Although you may not receive a response to these messages, Internet providers usually a warn a bulk emailer that the activity should stop. If the mailings continue, the provider will usually terminate the account.


  • Some Internet providers and online services have local email addresses or newsgroups where you can report bulk email messages. With enough information, the provider can then handle the matter for you. Check your provider’s or online service’s help system or customer service information.

In the event you receive bulk email from an Internet domain specifically set up to send bulk email, these tactics are likely to fail. If you’re familiar with utilities like Whois and Traceroute, you might be able to identify that site’s upstream providers and complain to them, but that’s too detailed to discuss here.

The Future of Bulk Email — The current inability to stop bulk emailers has led to calls for regulation, perhaps by modifying existing laws applying to the postal service or fax machines.

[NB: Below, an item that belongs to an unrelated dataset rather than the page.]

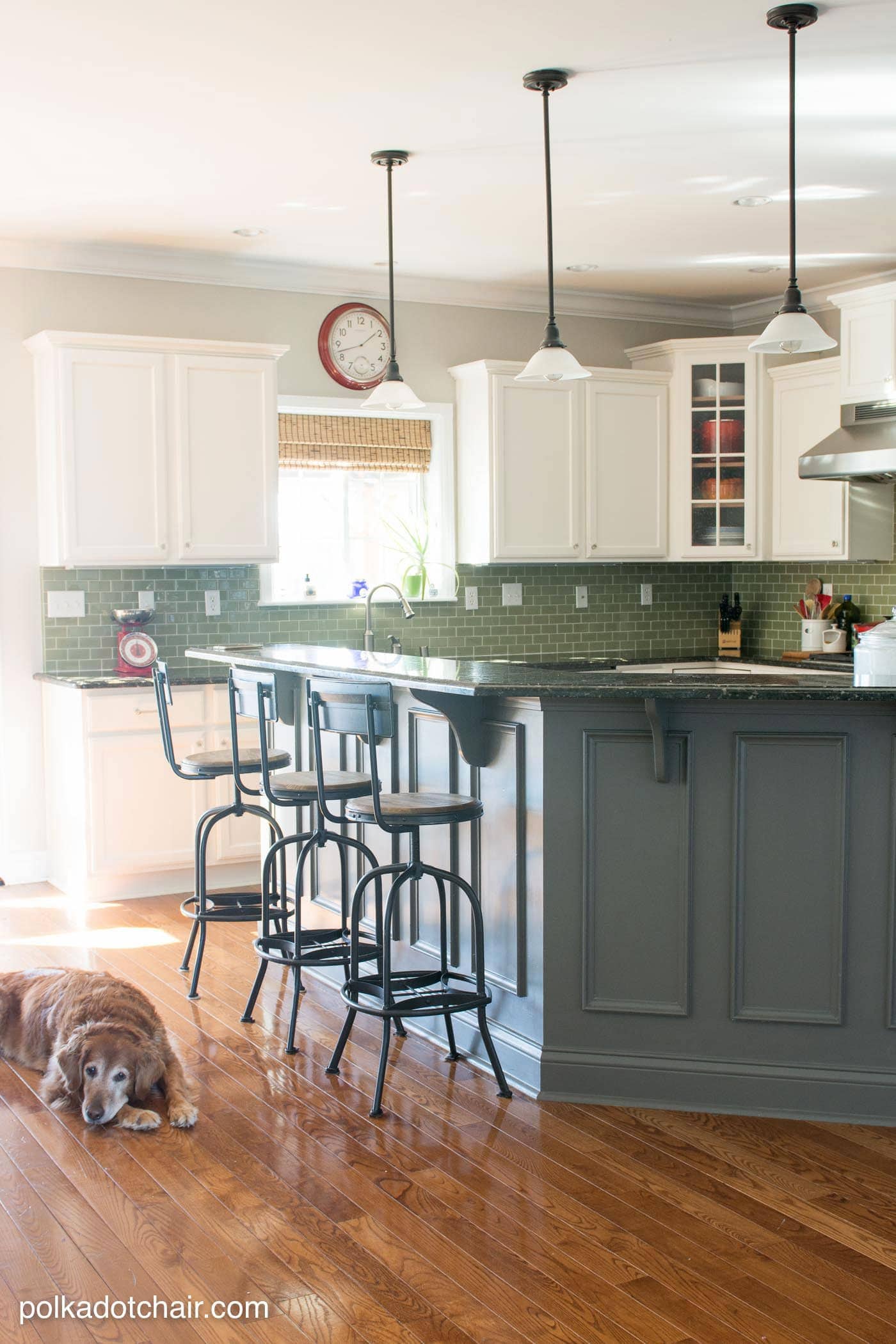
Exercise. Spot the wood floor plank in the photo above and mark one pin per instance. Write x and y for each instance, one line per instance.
(458, 1218)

Although the issues are very complex, here in the United States, communications law experts I spoke with generally agreed existing legislation would adapt poorly to email, particularly in the case of laws designed to prevent junk faxes. Of course, legislation passed here would be difficult to enforce within the country and wouldn’t apply elsewhere.

The first court cases regarding bulk email are getting underway now and will be watched closely by the online community. No matter what the outcome of these cases, the success of bulk emailers is likely to spawn services geared to eliminating bulk email. Already, there’s talk of building live, authenticated filters into email clients – every time you checked your mail, your mail program would check for a new set of anti-spam filters set up by your provider or perhaps by a subscription-based service anywhere on the Internet. With a small editorial staff and decent connectivity, providing frequently updated bulk email filters isn’t a technological challenge.

In the meantime, if you’re one of the few who likes bulk email… I know where you can get some great hand-knitted booties for your cat.